La risposta è negativa, se consideriamo la natura intersezionale del pensiero femminista prima e queer poi. Per scongiurare il rischio che il pensiero queer introduca una nuova forma di neutro nel quale le differenze diventino del tutto indifferenti, si fa ricorso a una delle ultime opere di Butler, L’alleanza dei corpi. Così Méndez Montoya, frate domenicano, scrive: «Vite precarie non solo segnano i corpi di quelle persone lgbtqi che sono rifiutate e vittime di società e gruppi religiosi eteropatriarcali. I corpi queerizzati sono anche i corpi delle donne sottomesse, stuprate, assassinate. Sono quei corpi razzializzati da società che escludono le persone per il colore della loro pelle» (p. 117). Sono insomma i corpi delle persone migranti, disabili, impoverite e affamate.
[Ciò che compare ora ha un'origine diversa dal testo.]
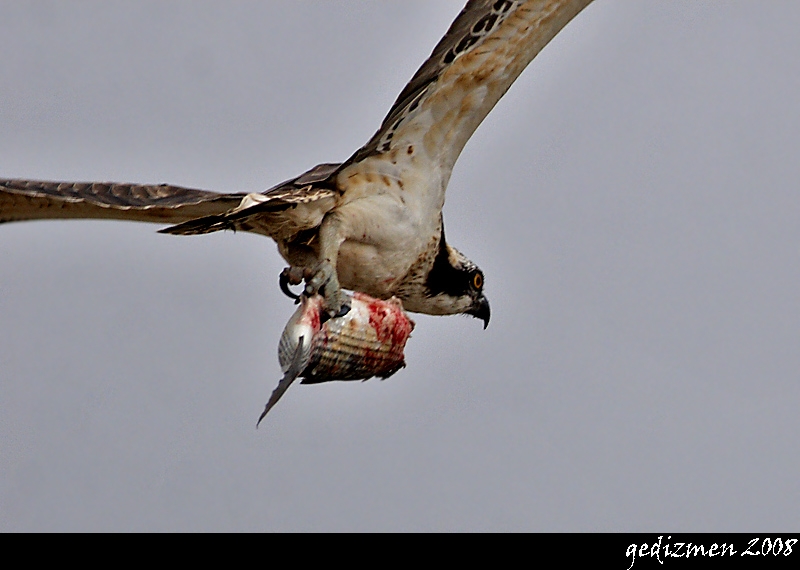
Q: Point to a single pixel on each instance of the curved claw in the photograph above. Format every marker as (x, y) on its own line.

Il pensiero queer e la teologia che genera, quindi, si propongono di integrare le critiche al razzismo, al sessismo, al classismo, all’eterosessismo radicate nel Novecento e fatte proprie da una parte della riflessione teologica, soprattutto quella femminista.
Le teologie queer rappresentate in questo volume sviluppano ciò che de Beauvoir aveva intuito e che teologhe come Mary Daly e Rosemary Radford Ruether «avevano visto da lontano», ovvero che le varie istanze di esclusione e di oppressione non sono alternative, ma si implicano a vicenda. Così Sharon Bong, nel suo saggio «Ecclesiologia: diventare il corpo queer di Cristo in Asia» tesse insieme elementi di In memoria di lei di Elisabeth Schüssler Fiorenza con le intuizioni di Butler per approdare alle “ecofemministe queer”.
Un cristianesimo fuori dagli schemi
Se ci avventuriamo al di fuori dei nostri schemi binari donna/uomo, maschile/femminile e etero/omo sviluppando uno sguardo nuovo, scopriamo (è la proposta di questo volume) un cristianesimo queer, un Cristo trasformista, e delle Scritture che mettono in questione le nostre categorie di genere e tant’altro. Scoperta, come le varie teologie di liberazione ci hanno insegnato, radicata nella variegatissima “esperienza umana” di contesti diversi, come la comunità indigena dell’Istmo di Tehuantepec, la Free Community Church di Singapore o laboratori per persone lgbtqi e il clero in Sud Africa. Scoperta che non si limita al cristianesimo ma raggiunge frange dell’ebraismo e dell’islam. Approda poi a uno dei temi caldi del momento, al centro non solo del pensiero delle Chiese ma anche di molti settori del (trans)femminismo, ovvero la connessione tra gli esseri umani e le altre specie, l’umano, la macchina, la terra. Forse il pensiero queer, come suggerisce questa raccolta, indica una pista sulla quale come credenti possiamo danzare pensando e lavorare danzando!